- Pani minister schrzaniła przetarg, dzieląc pasmo, które było w jednym kawałku. Przetarg powinien zostać unieważniony i zrobiony porządnie – powiedział dziś o Magdalenie Gaj, prezes Urzędu Komunikacji Elektronicznej Andrzej Piotrowski, ekspert Centrum im. Adama Smitha. Odniósł się w ten sposób do trwającego przetargu na częstotliwości 1800 MHz (tzw. LTE), w którym UKE rozdysponowuje 5 paczek po 5 MHz każda pasma, zastrzegając, że jeden podmiot może zdobyć nie więcej niż trzy.
Według Piotrowskiego, który wziął udział w konsultacjach poprzedzających ogłoszenie przetargu, 20 MHz to podstawa dla świadczenia usług ultraszybkiego mobilnego Internetu w technologii LTE. Ocenił też, że operatorzy nie zabiegali o możliwość zdobycia paczki o takiej wielkości, bo: "łatwiej jest dokopać konkurentowi, niż uciec do przodu".
Krytykował przetarg także za inne uwarunkowania.

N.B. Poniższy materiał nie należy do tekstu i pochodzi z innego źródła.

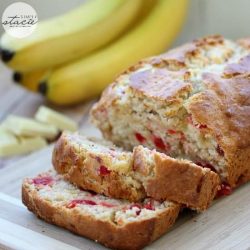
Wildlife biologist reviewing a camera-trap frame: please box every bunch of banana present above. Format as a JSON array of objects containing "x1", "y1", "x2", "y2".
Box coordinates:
[{"x1": 0, "y1": 0, "x2": 188, "y2": 105}]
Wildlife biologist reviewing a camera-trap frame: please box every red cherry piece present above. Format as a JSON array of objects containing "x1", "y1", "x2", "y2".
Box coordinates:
[
  {"x1": 216, "y1": 183, "x2": 233, "y2": 197},
  {"x1": 144, "y1": 200, "x2": 155, "y2": 210},
  {"x1": 196, "y1": 124, "x2": 207, "y2": 129},
  {"x1": 67, "y1": 200, "x2": 97, "y2": 208},
  {"x1": 99, "y1": 201, "x2": 115, "y2": 207},
  {"x1": 167, "y1": 129, "x2": 178, "y2": 135},
  {"x1": 195, "y1": 161, "x2": 217, "y2": 173},
  {"x1": 186, "y1": 115, "x2": 194, "y2": 125},
  {"x1": 99, "y1": 165, "x2": 111, "y2": 176},
  {"x1": 154, "y1": 137, "x2": 166, "y2": 150},
  {"x1": 216, "y1": 145, "x2": 224, "y2": 156},
  {"x1": 135, "y1": 133, "x2": 146, "y2": 143},
  {"x1": 33, "y1": 176, "x2": 53, "y2": 185},
  {"x1": 130, "y1": 203, "x2": 142, "y2": 215}
]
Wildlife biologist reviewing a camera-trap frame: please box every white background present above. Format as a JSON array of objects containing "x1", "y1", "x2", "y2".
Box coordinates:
[{"x1": 0, "y1": 0, "x2": 250, "y2": 46}]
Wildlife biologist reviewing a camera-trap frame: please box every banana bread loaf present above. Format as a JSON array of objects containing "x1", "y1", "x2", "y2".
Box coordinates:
[
  {"x1": 92, "y1": 36, "x2": 250, "y2": 188},
  {"x1": 22, "y1": 172, "x2": 180, "y2": 250},
  {"x1": 52, "y1": 133, "x2": 220, "y2": 211}
]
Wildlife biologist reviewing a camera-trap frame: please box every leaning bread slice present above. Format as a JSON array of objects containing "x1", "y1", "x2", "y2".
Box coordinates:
[
  {"x1": 53, "y1": 133, "x2": 219, "y2": 210},
  {"x1": 22, "y1": 171, "x2": 180, "y2": 250}
]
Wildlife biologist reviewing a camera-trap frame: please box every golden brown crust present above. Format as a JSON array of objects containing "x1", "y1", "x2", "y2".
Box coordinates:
[
  {"x1": 52, "y1": 133, "x2": 145, "y2": 201},
  {"x1": 53, "y1": 133, "x2": 220, "y2": 211},
  {"x1": 92, "y1": 35, "x2": 250, "y2": 187},
  {"x1": 129, "y1": 69, "x2": 192, "y2": 102},
  {"x1": 188, "y1": 73, "x2": 250, "y2": 187},
  {"x1": 22, "y1": 182, "x2": 180, "y2": 250}
]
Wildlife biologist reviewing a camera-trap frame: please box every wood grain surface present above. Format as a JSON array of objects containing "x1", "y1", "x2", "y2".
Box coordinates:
[{"x1": 0, "y1": 63, "x2": 250, "y2": 250}]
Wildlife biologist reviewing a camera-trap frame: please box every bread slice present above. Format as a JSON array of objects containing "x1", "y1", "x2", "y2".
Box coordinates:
[
  {"x1": 22, "y1": 171, "x2": 180, "y2": 250},
  {"x1": 52, "y1": 132, "x2": 220, "y2": 210},
  {"x1": 92, "y1": 36, "x2": 250, "y2": 188}
]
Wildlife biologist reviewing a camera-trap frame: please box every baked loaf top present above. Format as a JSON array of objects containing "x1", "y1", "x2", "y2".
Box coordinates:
[
  {"x1": 52, "y1": 133, "x2": 220, "y2": 210},
  {"x1": 92, "y1": 36, "x2": 250, "y2": 187},
  {"x1": 22, "y1": 171, "x2": 180, "y2": 249}
]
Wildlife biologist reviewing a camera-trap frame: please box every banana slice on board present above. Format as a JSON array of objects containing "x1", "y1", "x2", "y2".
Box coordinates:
[{"x1": 35, "y1": 106, "x2": 78, "y2": 132}]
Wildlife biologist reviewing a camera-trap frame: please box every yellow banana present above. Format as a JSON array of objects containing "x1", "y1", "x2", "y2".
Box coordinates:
[
  {"x1": 39, "y1": 0, "x2": 188, "y2": 105},
  {"x1": 0, "y1": 0, "x2": 143, "y2": 72},
  {"x1": 12, "y1": 70, "x2": 49, "y2": 92}
]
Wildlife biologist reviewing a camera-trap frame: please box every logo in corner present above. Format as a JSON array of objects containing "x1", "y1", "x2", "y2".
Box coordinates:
[{"x1": 2, "y1": 2, "x2": 38, "y2": 38}]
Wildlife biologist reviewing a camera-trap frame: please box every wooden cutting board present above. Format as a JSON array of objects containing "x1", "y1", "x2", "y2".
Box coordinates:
[{"x1": 0, "y1": 67, "x2": 250, "y2": 250}]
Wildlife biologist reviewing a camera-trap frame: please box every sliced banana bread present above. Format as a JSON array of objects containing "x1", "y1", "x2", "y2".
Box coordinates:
[
  {"x1": 53, "y1": 133, "x2": 220, "y2": 210},
  {"x1": 22, "y1": 172, "x2": 180, "y2": 250},
  {"x1": 92, "y1": 36, "x2": 250, "y2": 187}
]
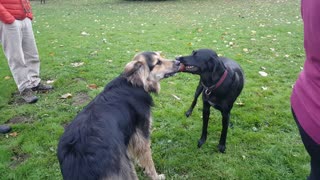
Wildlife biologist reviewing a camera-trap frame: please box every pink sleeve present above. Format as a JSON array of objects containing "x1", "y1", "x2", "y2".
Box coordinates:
[{"x1": 0, "y1": 3, "x2": 15, "y2": 24}]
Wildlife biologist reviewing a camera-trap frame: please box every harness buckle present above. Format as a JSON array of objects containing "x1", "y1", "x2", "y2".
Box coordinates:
[{"x1": 204, "y1": 89, "x2": 212, "y2": 96}]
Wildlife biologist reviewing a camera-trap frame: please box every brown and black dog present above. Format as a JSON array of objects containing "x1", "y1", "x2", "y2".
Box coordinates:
[
  {"x1": 176, "y1": 49, "x2": 244, "y2": 152},
  {"x1": 58, "y1": 52, "x2": 179, "y2": 180}
]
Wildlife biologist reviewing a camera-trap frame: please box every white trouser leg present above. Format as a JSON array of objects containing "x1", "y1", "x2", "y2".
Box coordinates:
[{"x1": 0, "y1": 18, "x2": 40, "y2": 92}]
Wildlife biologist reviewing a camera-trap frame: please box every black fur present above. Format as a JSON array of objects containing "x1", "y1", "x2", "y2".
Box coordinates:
[
  {"x1": 58, "y1": 75, "x2": 153, "y2": 180},
  {"x1": 177, "y1": 49, "x2": 244, "y2": 152}
]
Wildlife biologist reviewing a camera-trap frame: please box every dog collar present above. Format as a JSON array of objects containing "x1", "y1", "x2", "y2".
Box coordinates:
[{"x1": 201, "y1": 69, "x2": 228, "y2": 96}]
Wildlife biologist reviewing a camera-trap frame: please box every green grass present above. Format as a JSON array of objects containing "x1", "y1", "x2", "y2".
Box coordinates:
[{"x1": 0, "y1": 0, "x2": 309, "y2": 180}]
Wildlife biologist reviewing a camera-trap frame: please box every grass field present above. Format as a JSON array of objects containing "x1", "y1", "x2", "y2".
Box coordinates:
[{"x1": 0, "y1": 0, "x2": 309, "y2": 180}]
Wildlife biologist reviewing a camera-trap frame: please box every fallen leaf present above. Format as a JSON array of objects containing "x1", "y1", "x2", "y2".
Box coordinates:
[
  {"x1": 71, "y1": 62, "x2": 84, "y2": 67},
  {"x1": 259, "y1": 71, "x2": 268, "y2": 77},
  {"x1": 46, "y1": 80, "x2": 54, "y2": 84},
  {"x1": 4, "y1": 76, "x2": 11, "y2": 80},
  {"x1": 87, "y1": 84, "x2": 98, "y2": 89},
  {"x1": 9, "y1": 132, "x2": 18, "y2": 137},
  {"x1": 171, "y1": 94, "x2": 181, "y2": 101},
  {"x1": 60, "y1": 93, "x2": 72, "y2": 99},
  {"x1": 81, "y1": 31, "x2": 90, "y2": 36}
]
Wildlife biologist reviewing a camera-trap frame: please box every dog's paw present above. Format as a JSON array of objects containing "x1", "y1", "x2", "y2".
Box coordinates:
[
  {"x1": 156, "y1": 174, "x2": 166, "y2": 180},
  {"x1": 218, "y1": 144, "x2": 226, "y2": 153}
]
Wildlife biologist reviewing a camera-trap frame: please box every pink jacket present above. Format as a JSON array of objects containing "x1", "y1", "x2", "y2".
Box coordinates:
[
  {"x1": 0, "y1": 0, "x2": 33, "y2": 24},
  {"x1": 291, "y1": 0, "x2": 320, "y2": 144}
]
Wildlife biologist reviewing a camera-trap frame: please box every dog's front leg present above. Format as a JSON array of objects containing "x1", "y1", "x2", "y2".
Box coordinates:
[
  {"x1": 198, "y1": 101, "x2": 210, "y2": 148},
  {"x1": 218, "y1": 110, "x2": 230, "y2": 153},
  {"x1": 186, "y1": 80, "x2": 203, "y2": 117},
  {"x1": 129, "y1": 130, "x2": 165, "y2": 180}
]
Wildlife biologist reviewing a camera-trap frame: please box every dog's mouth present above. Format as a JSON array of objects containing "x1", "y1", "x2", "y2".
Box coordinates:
[
  {"x1": 163, "y1": 72, "x2": 177, "y2": 78},
  {"x1": 179, "y1": 63, "x2": 198, "y2": 72}
]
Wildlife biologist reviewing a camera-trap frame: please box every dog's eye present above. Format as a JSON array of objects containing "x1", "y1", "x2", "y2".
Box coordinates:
[{"x1": 156, "y1": 61, "x2": 162, "y2": 65}]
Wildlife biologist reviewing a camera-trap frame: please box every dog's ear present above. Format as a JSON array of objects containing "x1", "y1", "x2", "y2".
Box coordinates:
[
  {"x1": 123, "y1": 61, "x2": 147, "y2": 87},
  {"x1": 123, "y1": 61, "x2": 143, "y2": 77}
]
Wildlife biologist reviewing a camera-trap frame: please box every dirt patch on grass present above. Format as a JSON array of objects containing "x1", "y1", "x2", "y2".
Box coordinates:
[
  {"x1": 10, "y1": 148, "x2": 30, "y2": 169},
  {"x1": 72, "y1": 93, "x2": 91, "y2": 106},
  {"x1": 6, "y1": 116, "x2": 33, "y2": 124},
  {"x1": 8, "y1": 92, "x2": 26, "y2": 106}
]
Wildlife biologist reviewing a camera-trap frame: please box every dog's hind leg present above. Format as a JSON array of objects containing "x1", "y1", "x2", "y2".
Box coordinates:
[
  {"x1": 218, "y1": 110, "x2": 230, "y2": 153},
  {"x1": 129, "y1": 130, "x2": 165, "y2": 180},
  {"x1": 198, "y1": 101, "x2": 210, "y2": 148},
  {"x1": 186, "y1": 80, "x2": 203, "y2": 117}
]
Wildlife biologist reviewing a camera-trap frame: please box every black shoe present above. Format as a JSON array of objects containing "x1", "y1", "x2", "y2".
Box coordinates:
[
  {"x1": 0, "y1": 125, "x2": 11, "y2": 134},
  {"x1": 31, "y1": 83, "x2": 53, "y2": 91},
  {"x1": 20, "y1": 89, "x2": 38, "y2": 104}
]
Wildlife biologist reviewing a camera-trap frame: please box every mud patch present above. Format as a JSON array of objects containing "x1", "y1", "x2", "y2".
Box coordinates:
[
  {"x1": 8, "y1": 92, "x2": 26, "y2": 106},
  {"x1": 72, "y1": 93, "x2": 91, "y2": 106},
  {"x1": 10, "y1": 148, "x2": 30, "y2": 169}
]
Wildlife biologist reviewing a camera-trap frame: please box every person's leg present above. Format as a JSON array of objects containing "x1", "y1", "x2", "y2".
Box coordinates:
[
  {"x1": 22, "y1": 18, "x2": 41, "y2": 88},
  {"x1": 0, "y1": 125, "x2": 11, "y2": 134},
  {"x1": 0, "y1": 21, "x2": 30, "y2": 92},
  {"x1": 0, "y1": 20, "x2": 38, "y2": 103},
  {"x1": 292, "y1": 110, "x2": 320, "y2": 180}
]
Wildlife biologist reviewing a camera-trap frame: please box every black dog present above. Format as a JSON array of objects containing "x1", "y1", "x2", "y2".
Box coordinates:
[
  {"x1": 177, "y1": 49, "x2": 244, "y2": 152},
  {"x1": 58, "y1": 52, "x2": 179, "y2": 180}
]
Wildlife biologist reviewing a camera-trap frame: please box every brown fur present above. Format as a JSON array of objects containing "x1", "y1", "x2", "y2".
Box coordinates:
[
  {"x1": 58, "y1": 52, "x2": 179, "y2": 180},
  {"x1": 124, "y1": 52, "x2": 175, "y2": 93}
]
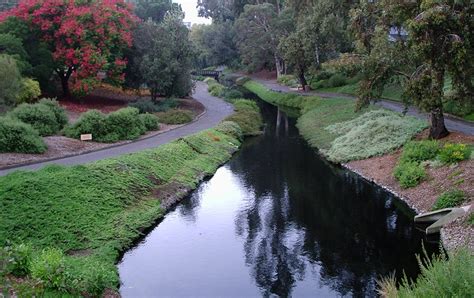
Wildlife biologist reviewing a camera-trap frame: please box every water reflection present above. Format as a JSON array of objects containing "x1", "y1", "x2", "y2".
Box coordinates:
[
  {"x1": 119, "y1": 106, "x2": 437, "y2": 297},
  {"x1": 229, "y1": 105, "x2": 436, "y2": 296}
]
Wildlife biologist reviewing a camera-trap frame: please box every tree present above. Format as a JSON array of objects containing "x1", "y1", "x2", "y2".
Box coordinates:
[
  {"x1": 0, "y1": 16, "x2": 54, "y2": 91},
  {"x1": 235, "y1": 3, "x2": 293, "y2": 76},
  {"x1": 279, "y1": 31, "x2": 312, "y2": 90},
  {"x1": 190, "y1": 21, "x2": 239, "y2": 68},
  {"x1": 0, "y1": 54, "x2": 21, "y2": 106},
  {"x1": 133, "y1": 13, "x2": 193, "y2": 100},
  {"x1": 358, "y1": 0, "x2": 474, "y2": 139},
  {"x1": 407, "y1": 0, "x2": 474, "y2": 139},
  {"x1": 135, "y1": 0, "x2": 182, "y2": 23},
  {"x1": 3, "y1": 0, "x2": 135, "y2": 97}
]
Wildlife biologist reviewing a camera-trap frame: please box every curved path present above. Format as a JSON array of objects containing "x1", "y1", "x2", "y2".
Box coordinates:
[
  {"x1": 0, "y1": 82, "x2": 234, "y2": 176},
  {"x1": 252, "y1": 78, "x2": 474, "y2": 136}
]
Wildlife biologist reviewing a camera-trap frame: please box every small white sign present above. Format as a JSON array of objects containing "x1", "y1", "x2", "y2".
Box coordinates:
[{"x1": 81, "y1": 134, "x2": 92, "y2": 141}]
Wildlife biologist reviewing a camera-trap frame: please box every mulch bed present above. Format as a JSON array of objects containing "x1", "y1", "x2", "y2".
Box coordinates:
[{"x1": 347, "y1": 131, "x2": 474, "y2": 251}]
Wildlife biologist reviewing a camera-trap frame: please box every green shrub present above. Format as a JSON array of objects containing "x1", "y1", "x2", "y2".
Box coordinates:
[
  {"x1": 379, "y1": 248, "x2": 474, "y2": 298},
  {"x1": 64, "y1": 256, "x2": 120, "y2": 297},
  {"x1": 156, "y1": 109, "x2": 193, "y2": 124},
  {"x1": 326, "y1": 73, "x2": 347, "y2": 88},
  {"x1": 139, "y1": 114, "x2": 160, "y2": 131},
  {"x1": 128, "y1": 98, "x2": 179, "y2": 113},
  {"x1": 394, "y1": 162, "x2": 426, "y2": 188},
  {"x1": 101, "y1": 108, "x2": 146, "y2": 143},
  {"x1": 203, "y1": 77, "x2": 217, "y2": 85},
  {"x1": 64, "y1": 107, "x2": 146, "y2": 143},
  {"x1": 0, "y1": 124, "x2": 240, "y2": 297},
  {"x1": 235, "y1": 77, "x2": 250, "y2": 86},
  {"x1": 234, "y1": 99, "x2": 260, "y2": 112},
  {"x1": 326, "y1": 110, "x2": 427, "y2": 162},
  {"x1": 207, "y1": 83, "x2": 225, "y2": 97},
  {"x1": 16, "y1": 78, "x2": 41, "y2": 103},
  {"x1": 225, "y1": 99, "x2": 263, "y2": 136},
  {"x1": 277, "y1": 75, "x2": 298, "y2": 87},
  {"x1": 64, "y1": 110, "x2": 108, "y2": 140},
  {"x1": 215, "y1": 121, "x2": 243, "y2": 140},
  {"x1": 38, "y1": 98, "x2": 68, "y2": 129},
  {"x1": 313, "y1": 70, "x2": 334, "y2": 82},
  {"x1": 432, "y1": 189, "x2": 466, "y2": 210},
  {"x1": 0, "y1": 117, "x2": 47, "y2": 153},
  {"x1": 439, "y1": 143, "x2": 471, "y2": 164},
  {"x1": 0, "y1": 244, "x2": 33, "y2": 277},
  {"x1": 8, "y1": 103, "x2": 62, "y2": 136},
  {"x1": 400, "y1": 140, "x2": 440, "y2": 162},
  {"x1": 222, "y1": 89, "x2": 244, "y2": 99},
  {"x1": 30, "y1": 248, "x2": 65, "y2": 289}
]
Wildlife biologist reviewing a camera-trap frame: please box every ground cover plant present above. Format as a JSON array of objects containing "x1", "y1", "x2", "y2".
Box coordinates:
[
  {"x1": 0, "y1": 122, "x2": 241, "y2": 296},
  {"x1": 393, "y1": 140, "x2": 471, "y2": 189},
  {"x1": 156, "y1": 109, "x2": 194, "y2": 125},
  {"x1": 326, "y1": 109, "x2": 427, "y2": 162},
  {"x1": 226, "y1": 99, "x2": 263, "y2": 136},
  {"x1": 0, "y1": 117, "x2": 47, "y2": 153},
  {"x1": 8, "y1": 99, "x2": 68, "y2": 136},
  {"x1": 433, "y1": 189, "x2": 466, "y2": 210},
  {"x1": 128, "y1": 98, "x2": 179, "y2": 113},
  {"x1": 64, "y1": 108, "x2": 153, "y2": 143}
]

Także za to, że opłaty za pasmo mają być wysokie. - Optymalnym rozwiązaniem byłoby, gdyby administracja wycofała się z rozwiązania, a szczególnie z tak wysokich opłat. One potem obciążą nas – użytkowników - mówił. Uniknął jednak oceny, ile jego zdaniem za częstotliwości będzie musiał zapłacić np. P4, operator sieci Play.
Wbrew opiniom niektórych, sądzi on też, że warunki przetargu nie są preferencyjne dla nowych graczy, którzy walczą ceną o klientów i zwykle zwiększają konkurencję na rynku. - Ten przetarg został ogłoszony, w sposób bardzo niekorzystny dla konsumentów. Nie preferuje challengerów – powiedział.
Wskazywał na ryzyko i nadzieje związane z tym, że główny głos w rozstrzygnięciu przetargu pozostawiono Urzędowi Ochrony Konkurencji i Konsumentów. - Opinia UOKIK może jeszcze sytuację uratować, bo może przeważyć – mówił. Z drugiej strony sugerował, że kawałek pasma może trafić się podmiotowi, który na pierwszy rzut oka nie miał szans wygrać przetargu.